Maybe in a year or so they will relax visas but I suspect it's going to take more like five years. In the meantime, it's highly likely that the financial powerhouse that is London will be undone and much of it move to a European capital.

Then of course there's Covid-19 and the stigma and real scares of the UK Variant as it's being referred to internationally. Our headlines here in Perth yesterday were about new border closures and that we're being advised to buy masks - we've been mask-free since May. That's because of a couple of cases of the variant being detected 3,600km away.

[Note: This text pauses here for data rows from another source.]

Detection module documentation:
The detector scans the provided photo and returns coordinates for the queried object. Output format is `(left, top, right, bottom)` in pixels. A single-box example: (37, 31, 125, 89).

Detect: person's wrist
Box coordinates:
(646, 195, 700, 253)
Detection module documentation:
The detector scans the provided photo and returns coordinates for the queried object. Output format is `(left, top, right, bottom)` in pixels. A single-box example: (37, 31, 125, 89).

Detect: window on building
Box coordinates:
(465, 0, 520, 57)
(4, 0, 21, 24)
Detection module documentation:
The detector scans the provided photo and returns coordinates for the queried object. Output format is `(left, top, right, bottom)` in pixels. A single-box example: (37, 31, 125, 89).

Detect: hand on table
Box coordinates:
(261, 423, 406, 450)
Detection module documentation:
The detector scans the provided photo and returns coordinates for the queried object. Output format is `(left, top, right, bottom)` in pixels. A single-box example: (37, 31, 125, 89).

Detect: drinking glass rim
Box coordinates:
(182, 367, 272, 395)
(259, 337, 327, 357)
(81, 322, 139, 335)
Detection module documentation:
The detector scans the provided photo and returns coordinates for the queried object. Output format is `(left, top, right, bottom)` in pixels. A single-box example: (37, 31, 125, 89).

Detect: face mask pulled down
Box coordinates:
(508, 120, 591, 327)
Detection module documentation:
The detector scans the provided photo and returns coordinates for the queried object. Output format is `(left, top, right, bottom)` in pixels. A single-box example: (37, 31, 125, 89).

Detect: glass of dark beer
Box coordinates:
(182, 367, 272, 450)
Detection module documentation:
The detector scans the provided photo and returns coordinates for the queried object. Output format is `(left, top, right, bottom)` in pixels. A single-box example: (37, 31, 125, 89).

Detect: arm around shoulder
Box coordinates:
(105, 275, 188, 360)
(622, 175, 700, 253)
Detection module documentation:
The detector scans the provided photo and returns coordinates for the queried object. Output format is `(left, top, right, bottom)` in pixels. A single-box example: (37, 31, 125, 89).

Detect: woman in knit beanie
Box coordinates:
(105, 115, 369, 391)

My brother and his family are split between Cambridge & York so I speak from his comments over the last year and a position of desperate worry about everyone over there.

manojranaweera · 7d ago

Hi Andy, not disagreeing with all you said. Let's agree that's reality. But as entrepreneurs and especially as tech entrepreneurs, we can weather almost anything. As humans, we will prevail.

The best thing I've done is to stop listening to the news and get involved in airing my views. I stopped this around mid April. We only go out grocery shopping since March 12th and for short walks and in my case, a bit of cycling. We have a week's holiday in August in Scotland, and that's all the fun we had.

In terms of what's going for us:

1. Entrepreneur and Tech Visa allows folks to emigrate to the UK.
2. We have a great ecosystem.
3. You can even be a UK company without you ever setting foot here.

But the reality is that thanks to Covid 19, your location does not matter anyway. You can work from anywhere in the world and achieve everything you set out to achieve.

I live 9 miles from Manchester city centre. I have not been there since 11th March except for two occasions. I now feel like an outsider than an insider. · 5d ago

1. My View:

We're all fortunate to be able to discuss these topics openly in more nations than ever before.

a. Literacy has never been higher (14% two centuries ago, 84% today)
b. Child Mortality has never been lower (43% two centuries ago, 4.5% today)
c. Death by battle / conflict is probably the lowest it's been in the history of the humanity

In light of the global trajectory implied by the trends above, does the cost of a small course correction in the US offer a huge potential return on investment for the world? I believe it does.

Thank you for asking this important question.

I was so busy last week that I didn't know anything had happened until someone on my 7PM Zoom call started the meeting by referencing "the events." I literally had to open a browser to see what they were talking about.